Les exploitations familiales ont de bonnes raisons d’exister, de prospérer et d’apporter une contribution remarquable à la recherche d’une sécurité alimentaire et nutritionnelle durable. Mais le continent a aussi besoin d’un secteur privé parmi ses acteurs majeurs de développement rural. Toutefois, il faut faire une différence entre la sécurisation de l’investissement privé et le transfert définitif de propriété. Il n’est pas pertinent de construire un marché foncier rural, synonyme d’accaparement des terres. La terre doit rester la propriété de la collectivité qui peut avoir un partenariat gagnant-gagnant avec le secteur privé.

7e repère : Mise en place d’infrastructures de base.

Sans des routes et des pistes praticables, une véritable politique d’électrification rurale, il n’est pas possible de diminuer les pertes post-récoltes, de réduire les coûts de transactions, de favoriser l’accès au marché et de sécuriser les revenus ruraux. Très souvent, il est plus judicieux de mieux protéger ce qui est produit que d’augmenter la production.

8e repère : Intensification durable en lieu et place d’une intensification incontrôlée.

Il s’agit d’un préalable pour assurer la durabilité des capacités productives des écosystèmes et l’équilibre biologique de l’environnement d’où la nécessité de promouvoir des approches agroécologiques fondées sur des évidences scientifiques.

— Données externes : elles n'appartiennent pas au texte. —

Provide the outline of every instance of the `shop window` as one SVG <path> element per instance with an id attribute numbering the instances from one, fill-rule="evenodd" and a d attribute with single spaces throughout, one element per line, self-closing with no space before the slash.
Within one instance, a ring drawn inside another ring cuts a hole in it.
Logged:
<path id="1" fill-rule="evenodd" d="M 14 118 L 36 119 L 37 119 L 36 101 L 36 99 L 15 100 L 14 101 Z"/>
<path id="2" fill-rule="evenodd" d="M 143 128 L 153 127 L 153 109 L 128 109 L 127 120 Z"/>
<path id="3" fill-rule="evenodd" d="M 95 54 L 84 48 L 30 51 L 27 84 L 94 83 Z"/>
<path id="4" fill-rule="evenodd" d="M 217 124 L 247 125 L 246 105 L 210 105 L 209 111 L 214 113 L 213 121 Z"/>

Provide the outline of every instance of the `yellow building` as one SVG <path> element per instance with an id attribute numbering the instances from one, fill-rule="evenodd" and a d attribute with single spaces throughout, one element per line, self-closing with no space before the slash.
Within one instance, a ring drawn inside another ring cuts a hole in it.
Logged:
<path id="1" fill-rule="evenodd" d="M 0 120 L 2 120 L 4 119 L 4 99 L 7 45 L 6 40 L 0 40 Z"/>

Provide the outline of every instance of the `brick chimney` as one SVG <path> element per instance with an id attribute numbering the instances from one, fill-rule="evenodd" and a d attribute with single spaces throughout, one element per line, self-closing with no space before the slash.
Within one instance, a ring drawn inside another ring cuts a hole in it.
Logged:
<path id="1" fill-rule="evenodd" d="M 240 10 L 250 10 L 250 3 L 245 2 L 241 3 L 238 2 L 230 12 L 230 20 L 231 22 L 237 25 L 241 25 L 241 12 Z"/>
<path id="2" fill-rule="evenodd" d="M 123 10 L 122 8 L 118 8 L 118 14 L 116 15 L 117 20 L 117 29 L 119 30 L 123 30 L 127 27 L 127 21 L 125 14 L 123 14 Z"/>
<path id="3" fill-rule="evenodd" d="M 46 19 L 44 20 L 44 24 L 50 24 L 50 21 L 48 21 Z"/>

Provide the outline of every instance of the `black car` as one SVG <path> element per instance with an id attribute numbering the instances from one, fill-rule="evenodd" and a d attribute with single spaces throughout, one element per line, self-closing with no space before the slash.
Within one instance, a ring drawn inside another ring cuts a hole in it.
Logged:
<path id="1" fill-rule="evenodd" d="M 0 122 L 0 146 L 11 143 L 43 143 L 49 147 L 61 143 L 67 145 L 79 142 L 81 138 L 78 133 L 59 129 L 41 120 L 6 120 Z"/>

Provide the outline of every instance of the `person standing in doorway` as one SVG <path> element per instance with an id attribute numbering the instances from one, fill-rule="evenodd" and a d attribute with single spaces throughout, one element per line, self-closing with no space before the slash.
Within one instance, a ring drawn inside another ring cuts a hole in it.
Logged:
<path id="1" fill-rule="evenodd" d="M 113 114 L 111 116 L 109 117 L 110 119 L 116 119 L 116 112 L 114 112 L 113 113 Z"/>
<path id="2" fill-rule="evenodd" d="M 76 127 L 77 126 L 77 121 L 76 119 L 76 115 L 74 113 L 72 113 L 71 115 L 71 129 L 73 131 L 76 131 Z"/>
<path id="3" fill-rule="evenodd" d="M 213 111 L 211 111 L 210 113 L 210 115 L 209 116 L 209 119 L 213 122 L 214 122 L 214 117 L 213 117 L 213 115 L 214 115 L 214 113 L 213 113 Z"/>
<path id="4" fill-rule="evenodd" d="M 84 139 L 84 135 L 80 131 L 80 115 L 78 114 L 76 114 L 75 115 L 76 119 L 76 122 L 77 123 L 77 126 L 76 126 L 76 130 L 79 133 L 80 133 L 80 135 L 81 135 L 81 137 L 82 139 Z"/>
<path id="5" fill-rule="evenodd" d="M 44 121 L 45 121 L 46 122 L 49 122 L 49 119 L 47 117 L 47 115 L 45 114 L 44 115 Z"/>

Conclusion : l’Afrique peut effectivement être l’avenir pour l’agriculture. Elle doit comprendre « qu’on ne mange pas le potentiel » et créer des systèmes d’innovation ou écologie de l’innovation. En d’autres termes, il convient de transformer le partenariat en actionnariat rural en vue d’une exploitation optimale des complémentarités entre acteurs, expression d’une volonté commune d’une transformation positive et durable de l’agriculture africaine.

Docteur Papa Abdoulaye SECK est spécialiste de l’agriculture. Actuellement Ambassadeur du Sénégal en Italie, il a été Ministre de l’Agriculture au Sénégal de 2013 à 2019.